Eva Jähnigen: Seit Jahren wird beim Personal im Justizbereich Raubbau betrieben – doch die Staatsregierung zeigt keine Einsicht

Redebeitrag der Abgeordneten Eva Jähnigen zum Doppelhaushalt:
"Einzelplan 6/Justiz"
12. Sitzung des Sächsischen Landtags, 28. April 2015, TOP 1

– Es gilt das gesprochene Wort –

Sehr geehrter Herr Präsident,
sehr geehrte Kolleginnen und Kollegen,
oft genug haben wir in den vergangenen Monaten und Jahren über diese Thematik gesprochen, oft genug wäre Gelegenheit gewesen, die derzeitige Personalpolitik zu überdenken.

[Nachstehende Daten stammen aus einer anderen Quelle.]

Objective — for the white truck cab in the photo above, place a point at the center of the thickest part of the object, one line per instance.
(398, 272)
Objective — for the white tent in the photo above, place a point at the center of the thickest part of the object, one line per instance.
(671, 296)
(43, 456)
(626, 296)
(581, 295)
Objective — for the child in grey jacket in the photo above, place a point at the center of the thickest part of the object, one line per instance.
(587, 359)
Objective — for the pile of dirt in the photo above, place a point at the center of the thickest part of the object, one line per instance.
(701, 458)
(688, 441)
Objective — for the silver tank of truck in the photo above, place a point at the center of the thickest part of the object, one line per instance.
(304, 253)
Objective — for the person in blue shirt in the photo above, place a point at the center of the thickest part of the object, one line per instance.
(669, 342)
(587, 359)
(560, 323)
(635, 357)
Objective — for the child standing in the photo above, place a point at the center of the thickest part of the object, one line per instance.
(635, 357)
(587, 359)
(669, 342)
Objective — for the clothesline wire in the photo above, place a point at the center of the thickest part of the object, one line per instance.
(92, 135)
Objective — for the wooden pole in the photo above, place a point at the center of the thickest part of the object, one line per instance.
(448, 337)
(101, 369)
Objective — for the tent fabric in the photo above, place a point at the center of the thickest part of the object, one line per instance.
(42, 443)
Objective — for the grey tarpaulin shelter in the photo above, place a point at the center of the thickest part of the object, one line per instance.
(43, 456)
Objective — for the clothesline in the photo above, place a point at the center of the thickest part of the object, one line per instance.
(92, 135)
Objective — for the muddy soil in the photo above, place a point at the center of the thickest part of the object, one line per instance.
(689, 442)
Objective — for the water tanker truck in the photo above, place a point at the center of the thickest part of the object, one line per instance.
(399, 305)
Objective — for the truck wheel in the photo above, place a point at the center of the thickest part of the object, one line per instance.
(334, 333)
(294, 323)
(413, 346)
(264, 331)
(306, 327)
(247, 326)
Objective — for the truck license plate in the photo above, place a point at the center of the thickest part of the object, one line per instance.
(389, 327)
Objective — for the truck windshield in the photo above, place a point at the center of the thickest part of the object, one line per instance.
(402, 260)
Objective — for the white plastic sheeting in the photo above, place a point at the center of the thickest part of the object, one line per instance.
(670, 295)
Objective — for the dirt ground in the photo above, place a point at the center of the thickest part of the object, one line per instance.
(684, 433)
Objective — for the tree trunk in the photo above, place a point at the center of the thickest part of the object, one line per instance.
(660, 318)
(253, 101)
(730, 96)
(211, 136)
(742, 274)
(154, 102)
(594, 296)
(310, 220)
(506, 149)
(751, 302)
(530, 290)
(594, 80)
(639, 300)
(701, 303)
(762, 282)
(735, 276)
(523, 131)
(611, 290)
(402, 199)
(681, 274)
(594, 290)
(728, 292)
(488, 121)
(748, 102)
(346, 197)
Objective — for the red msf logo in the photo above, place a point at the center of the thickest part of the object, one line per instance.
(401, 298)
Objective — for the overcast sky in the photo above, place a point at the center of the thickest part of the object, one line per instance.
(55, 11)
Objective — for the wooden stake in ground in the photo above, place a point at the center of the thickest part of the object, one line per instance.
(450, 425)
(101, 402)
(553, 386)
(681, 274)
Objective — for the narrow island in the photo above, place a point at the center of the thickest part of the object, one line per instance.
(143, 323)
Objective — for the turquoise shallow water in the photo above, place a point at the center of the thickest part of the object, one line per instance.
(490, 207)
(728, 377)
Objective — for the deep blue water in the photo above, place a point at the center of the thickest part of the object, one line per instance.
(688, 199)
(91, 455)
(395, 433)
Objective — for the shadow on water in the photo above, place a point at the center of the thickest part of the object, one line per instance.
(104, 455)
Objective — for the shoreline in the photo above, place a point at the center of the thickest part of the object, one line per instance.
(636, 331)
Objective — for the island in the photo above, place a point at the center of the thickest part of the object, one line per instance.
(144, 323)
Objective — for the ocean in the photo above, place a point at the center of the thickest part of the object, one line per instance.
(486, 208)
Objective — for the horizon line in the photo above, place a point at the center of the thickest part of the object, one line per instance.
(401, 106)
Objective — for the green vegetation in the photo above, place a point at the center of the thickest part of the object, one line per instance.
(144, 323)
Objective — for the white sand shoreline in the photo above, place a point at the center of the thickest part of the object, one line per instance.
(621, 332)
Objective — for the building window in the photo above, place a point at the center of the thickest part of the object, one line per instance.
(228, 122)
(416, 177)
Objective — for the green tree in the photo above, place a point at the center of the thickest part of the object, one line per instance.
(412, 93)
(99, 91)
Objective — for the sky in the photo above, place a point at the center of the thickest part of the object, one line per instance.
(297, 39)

Doch genau diese Einsicht hat unsere Staatsregierung noch immer nicht gewonnen, der vorliegende Einzelplan zum Justizbereich spricht Bände.
Nur zu gerne würde ich wissen, wie unsere Staatsregierung bei der vorliegenden Personalplanung die Bewältigung der anfallenden Arbeit in Justiz und Staatsanwaltschaft sicherstellen will. Schon ab 2022 werden in Sachsen allein durch Altersabgänge jährlich 30 bis hin zu über 80 Richterstellen frei werden, welche es aufgrund mindestens gleich bleibenden Arbeitsanfalls neu zu besetzen gilt.
Seit Jahren wird beim Personal in der Justiz Raubbau betrieben. Dies geht nicht nur zu Lasten der Richterinnen und Richter, sondern schlägt sich insbesondere bei der Dauer der zu bewältigenden Verfahren nieder und geht damit direkt auf Kosten der Bürgerinnen und Bürger, die vor den Gerichten ihr Recht einfordern.
Junge Richterinnen und Richter haben gerade in ländlichen Gebieten schon lange eine Arbeitslast zu bewältigen, welche die vorgesehenen 40 Wochenstunden bei Weitem überschreitet.
Dennoch liegt die durchschnittliche Dauer etwa eines allgemeinen verwaltungsgerichtlichen Verfahrens derzeit bei 18,1 Monaten. Damit liegt Sachsen im bundesweiten Vergleich nur auf Platz 14 von 16 Bundesländern und ist seit 2008 nochmals um einen Platz abgerutscht.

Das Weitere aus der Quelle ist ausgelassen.